Big pharma is now looking at antiviral concoctions to treat infections while blocking viral replication, the latter being seen as a weakness of available COVID-19 vaccines, even those that offer 90 percent “protection.”

Oral anti-virals

Receiving more attention from the media are COVID-19 vaccine maker Pfizer and multinational drug company Merck, who have announced clinical studies on oral antiviral medicines.

Merck is keen to introduce a medication that prevents adults from getting infected even when sharing the same household with a confirmed COVID-19-positive person. Pfizer’s is a get-well drug for persons who catch the virus, but are not at risk of severe illness.
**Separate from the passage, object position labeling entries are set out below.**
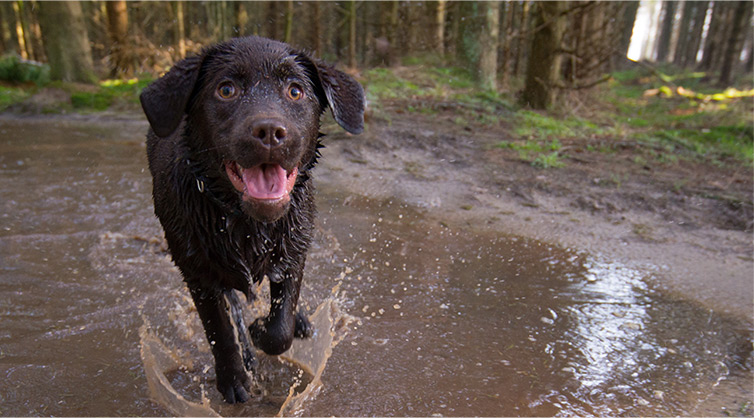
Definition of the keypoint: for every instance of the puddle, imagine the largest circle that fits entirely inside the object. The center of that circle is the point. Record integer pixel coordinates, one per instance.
(441, 321)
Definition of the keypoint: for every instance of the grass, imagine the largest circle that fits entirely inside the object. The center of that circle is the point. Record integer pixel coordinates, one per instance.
(108, 93)
(708, 124)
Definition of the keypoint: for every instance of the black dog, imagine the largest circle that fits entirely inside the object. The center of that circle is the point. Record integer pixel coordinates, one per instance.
(234, 135)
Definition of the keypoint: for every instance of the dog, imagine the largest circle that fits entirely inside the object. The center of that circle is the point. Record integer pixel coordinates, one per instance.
(233, 137)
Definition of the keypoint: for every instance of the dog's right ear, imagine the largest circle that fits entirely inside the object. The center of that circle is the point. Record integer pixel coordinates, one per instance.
(165, 100)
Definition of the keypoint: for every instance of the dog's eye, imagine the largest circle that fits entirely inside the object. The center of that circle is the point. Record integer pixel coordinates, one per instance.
(295, 92)
(226, 90)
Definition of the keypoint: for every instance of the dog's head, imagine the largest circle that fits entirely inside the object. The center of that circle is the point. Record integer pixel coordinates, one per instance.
(252, 108)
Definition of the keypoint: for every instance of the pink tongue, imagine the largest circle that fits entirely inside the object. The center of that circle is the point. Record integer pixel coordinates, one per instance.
(266, 181)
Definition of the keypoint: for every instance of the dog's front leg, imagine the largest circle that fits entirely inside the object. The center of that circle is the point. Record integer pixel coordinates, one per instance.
(232, 380)
(274, 334)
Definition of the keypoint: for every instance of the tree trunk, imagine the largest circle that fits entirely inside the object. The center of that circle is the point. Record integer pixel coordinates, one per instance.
(521, 42)
(715, 36)
(467, 39)
(440, 28)
(666, 33)
(287, 37)
(734, 44)
(6, 35)
(316, 36)
(506, 35)
(684, 28)
(543, 71)
(488, 43)
(180, 29)
(697, 12)
(117, 31)
(20, 30)
(242, 18)
(351, 33)
(66, 41)
(627, 26)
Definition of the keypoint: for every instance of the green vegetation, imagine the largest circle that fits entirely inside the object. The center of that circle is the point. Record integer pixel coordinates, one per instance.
(665, 116)
(108, 93)
(10, 95)
(14, 70)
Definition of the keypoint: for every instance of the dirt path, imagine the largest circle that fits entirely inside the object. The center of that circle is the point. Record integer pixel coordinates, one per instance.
(688, 224)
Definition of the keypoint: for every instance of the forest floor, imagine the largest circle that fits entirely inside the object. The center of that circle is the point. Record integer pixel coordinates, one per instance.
(629, 171)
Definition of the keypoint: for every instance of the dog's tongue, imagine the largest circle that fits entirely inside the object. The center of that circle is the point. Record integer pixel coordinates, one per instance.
(266, 181)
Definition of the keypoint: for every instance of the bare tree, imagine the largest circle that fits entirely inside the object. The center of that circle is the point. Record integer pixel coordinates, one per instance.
(488, 44)
(66, 41)
(741, 16)
(117, 30)
(543, 71)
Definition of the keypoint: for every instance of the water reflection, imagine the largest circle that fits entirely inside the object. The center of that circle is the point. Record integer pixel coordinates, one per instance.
(453, 320)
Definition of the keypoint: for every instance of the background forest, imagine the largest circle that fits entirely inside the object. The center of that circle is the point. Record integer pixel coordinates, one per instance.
(550, 46)
(687, 86)
(484, 120)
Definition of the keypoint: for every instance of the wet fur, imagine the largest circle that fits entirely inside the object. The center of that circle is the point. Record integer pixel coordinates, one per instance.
(219, 241)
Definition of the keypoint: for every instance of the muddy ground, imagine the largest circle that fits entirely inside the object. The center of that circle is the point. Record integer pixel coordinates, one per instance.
(689, 223)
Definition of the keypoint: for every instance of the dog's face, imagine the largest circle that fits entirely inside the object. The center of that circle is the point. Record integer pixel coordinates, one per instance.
(252, 109)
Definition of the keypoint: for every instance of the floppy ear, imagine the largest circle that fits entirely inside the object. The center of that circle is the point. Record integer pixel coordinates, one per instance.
(344, 95)
(165, 100)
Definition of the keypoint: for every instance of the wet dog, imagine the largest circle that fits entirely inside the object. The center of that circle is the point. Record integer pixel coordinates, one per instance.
(234, 135)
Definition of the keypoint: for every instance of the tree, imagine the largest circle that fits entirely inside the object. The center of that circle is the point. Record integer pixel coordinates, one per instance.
(488, 44)
(543, 71)
(627, 25)
(691, 30)
(439, 33)
(666, 33)
(716, 36)
(66, 41)
(117, 30)
(735, 42)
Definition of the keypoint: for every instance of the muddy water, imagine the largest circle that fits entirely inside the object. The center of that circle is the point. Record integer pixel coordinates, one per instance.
(449, 320)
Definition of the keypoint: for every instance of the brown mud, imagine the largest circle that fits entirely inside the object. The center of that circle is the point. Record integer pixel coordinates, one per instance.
(690, 223)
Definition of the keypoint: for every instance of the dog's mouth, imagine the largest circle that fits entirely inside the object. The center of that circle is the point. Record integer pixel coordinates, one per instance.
(264, 182)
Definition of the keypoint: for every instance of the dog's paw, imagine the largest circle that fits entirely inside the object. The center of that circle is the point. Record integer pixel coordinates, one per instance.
(304, 328)
(234, 387)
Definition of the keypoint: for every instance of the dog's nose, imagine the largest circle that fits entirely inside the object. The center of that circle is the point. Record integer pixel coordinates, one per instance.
(271, 133)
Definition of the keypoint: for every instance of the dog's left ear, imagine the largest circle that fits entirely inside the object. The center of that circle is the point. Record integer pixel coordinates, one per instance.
(165, 100)
(342, 93)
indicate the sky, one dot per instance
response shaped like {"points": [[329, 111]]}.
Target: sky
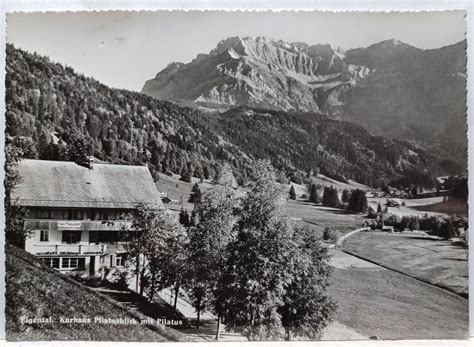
{"points": [[124, 49]]}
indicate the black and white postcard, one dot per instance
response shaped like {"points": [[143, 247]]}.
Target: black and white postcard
{"points": [[202, 176]]}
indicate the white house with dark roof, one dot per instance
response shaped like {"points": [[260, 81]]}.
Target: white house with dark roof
{"points": [[76, 212]]}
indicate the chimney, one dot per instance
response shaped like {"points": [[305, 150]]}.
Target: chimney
{"points": [[91, 163]]}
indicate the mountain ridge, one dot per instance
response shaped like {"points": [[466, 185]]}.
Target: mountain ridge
{"points": [[391, 88], [51, 111]]}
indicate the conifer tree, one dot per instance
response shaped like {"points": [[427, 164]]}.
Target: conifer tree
{"points": [[292, 193], [313, 194], [195, 196], [330, 197]]}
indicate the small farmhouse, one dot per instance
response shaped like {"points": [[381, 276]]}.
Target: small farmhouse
{"points": [[77, 212]]}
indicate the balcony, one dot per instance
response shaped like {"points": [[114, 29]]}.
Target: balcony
{"points": [[68, 249], [59, 225]]}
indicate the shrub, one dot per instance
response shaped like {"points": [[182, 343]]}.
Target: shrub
{"points": [[448, 229], [357, 202], [330, 235], [313, 194], [370, 213], [296, 178], [120, 278], [330, 197], [346, 195]]}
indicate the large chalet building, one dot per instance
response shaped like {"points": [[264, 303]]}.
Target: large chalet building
{"points": [[76, 212]]}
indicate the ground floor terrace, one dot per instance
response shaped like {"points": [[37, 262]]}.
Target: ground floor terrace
{"points": [[78, 247]]}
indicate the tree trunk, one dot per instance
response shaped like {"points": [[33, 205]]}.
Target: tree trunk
{"points": [[142, 282], [176, 293], [218, 332], [137, 272]]}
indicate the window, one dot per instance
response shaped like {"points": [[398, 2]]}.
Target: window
{"points": [[106, 236], [71, 236], [43, 214], [51, 262], [121, 259], [73, 263], [44, 235]]}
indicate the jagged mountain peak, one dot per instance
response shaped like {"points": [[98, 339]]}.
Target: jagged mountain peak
{"points": [[380, 86]]}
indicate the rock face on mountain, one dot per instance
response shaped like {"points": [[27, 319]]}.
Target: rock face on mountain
{"points": [[258, 72], [391, 88]]}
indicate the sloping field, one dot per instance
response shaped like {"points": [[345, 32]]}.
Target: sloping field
{"points": [[435, 261], [36, 291], [374, 301], [178, 190], [318, 217]]}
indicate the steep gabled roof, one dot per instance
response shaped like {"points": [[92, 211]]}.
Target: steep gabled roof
{"points": [[67, 184]]}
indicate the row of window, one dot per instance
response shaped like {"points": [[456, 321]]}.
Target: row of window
{"points": [[74, 236], [65, 263], [80, 263], [78, 214]]}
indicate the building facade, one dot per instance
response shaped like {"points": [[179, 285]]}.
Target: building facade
{"points": [[77, 213]]}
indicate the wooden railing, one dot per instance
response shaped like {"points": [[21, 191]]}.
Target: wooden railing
{"points": [[49, 224], [68, 249]]}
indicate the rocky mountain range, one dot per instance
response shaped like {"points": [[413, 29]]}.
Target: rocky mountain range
{"points": [[391, 88], [54, 113]]}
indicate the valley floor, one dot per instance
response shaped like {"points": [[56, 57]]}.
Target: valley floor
{"points": [[375, 301], [385, 295]]}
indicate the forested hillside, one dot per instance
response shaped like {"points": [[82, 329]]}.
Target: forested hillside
{"points": [[55, 113]]}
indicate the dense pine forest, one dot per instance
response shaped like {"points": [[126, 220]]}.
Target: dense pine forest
{"points": [[54, 113]]}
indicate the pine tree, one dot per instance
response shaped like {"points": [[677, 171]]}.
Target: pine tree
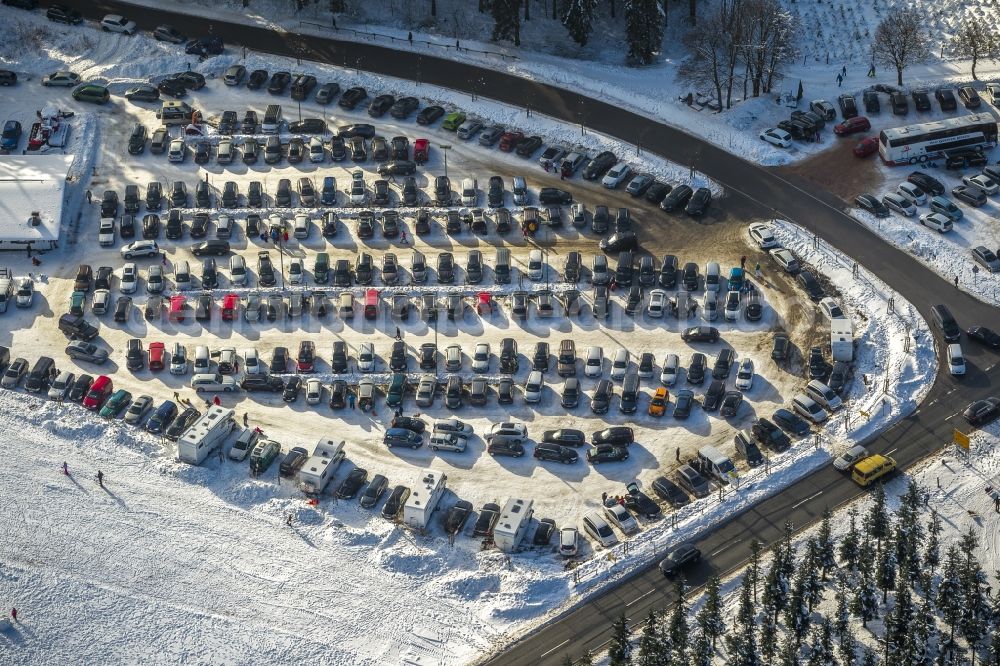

Elsewhere, there’s Japanese drug maker Shionogi & Co. that’s touting the efficacy of a pill that attacks the coronavirus in early stage infections. For those with severe respiratory infections, an Israeli study is banking on an FDA-approved anti-viral drug that has rapidly stopped deterioration of a patient’s condition at only a fraction of the cost of Remdesivir, Tocilizumab or others currently recommended in hospital care.

Prophylactic route

The shifting views on COVID-19 response should be enough to encourage our government to keep its options open to new approaches. Prophylactic care, in particular, focuses on keeping the body’s immune system impervious to viral attacks.

Of the more controversial prescriptions to date, Ivermectin wins hands-down. A popular and cheap drug used by Africans to cure river blindness decades ago, it has been submitted to the World Health Organization as a repurposed cure to prevent the deadly coronavirus from attaching to humans.

The Philippines is one of the countries that has joined several others in a global consortium that seeks to end once and for all the skepticism displayed by international health institutions despite the growing number of adherents among both medical professionals and users.

Leading the Ivermectin trials in the Philippines, which is scheduled to conclude early next year, is the Department of Science and Technology with the Philippine Council for Health Research and Development (DOST-PCHRD).

DOST is also deep into finding other alternative prophylactic treatments indigenous to the country, such as lagundi and virgin coconut oil (VCO). Such approved studies are being done in partnership with hospitals and university-based research bodies.

Ivermectin, lagundi, VCO, and other similar potentially prophylactic agents against COVID-19 deserve more support because they represent infinitely less costly alternatives to prevent the spread of the deadly virus or as an early cure.

With vaccines still in tight supply, and with the possibility of booster shots being adopted in many developed economies, countries in developing countries should realize that they can only rely on themselves to survive this pandemic.

We should have prophylactic kits, much like what India is doing now, that has supposedly helped bring down their infection and death rates to much more respectable levels.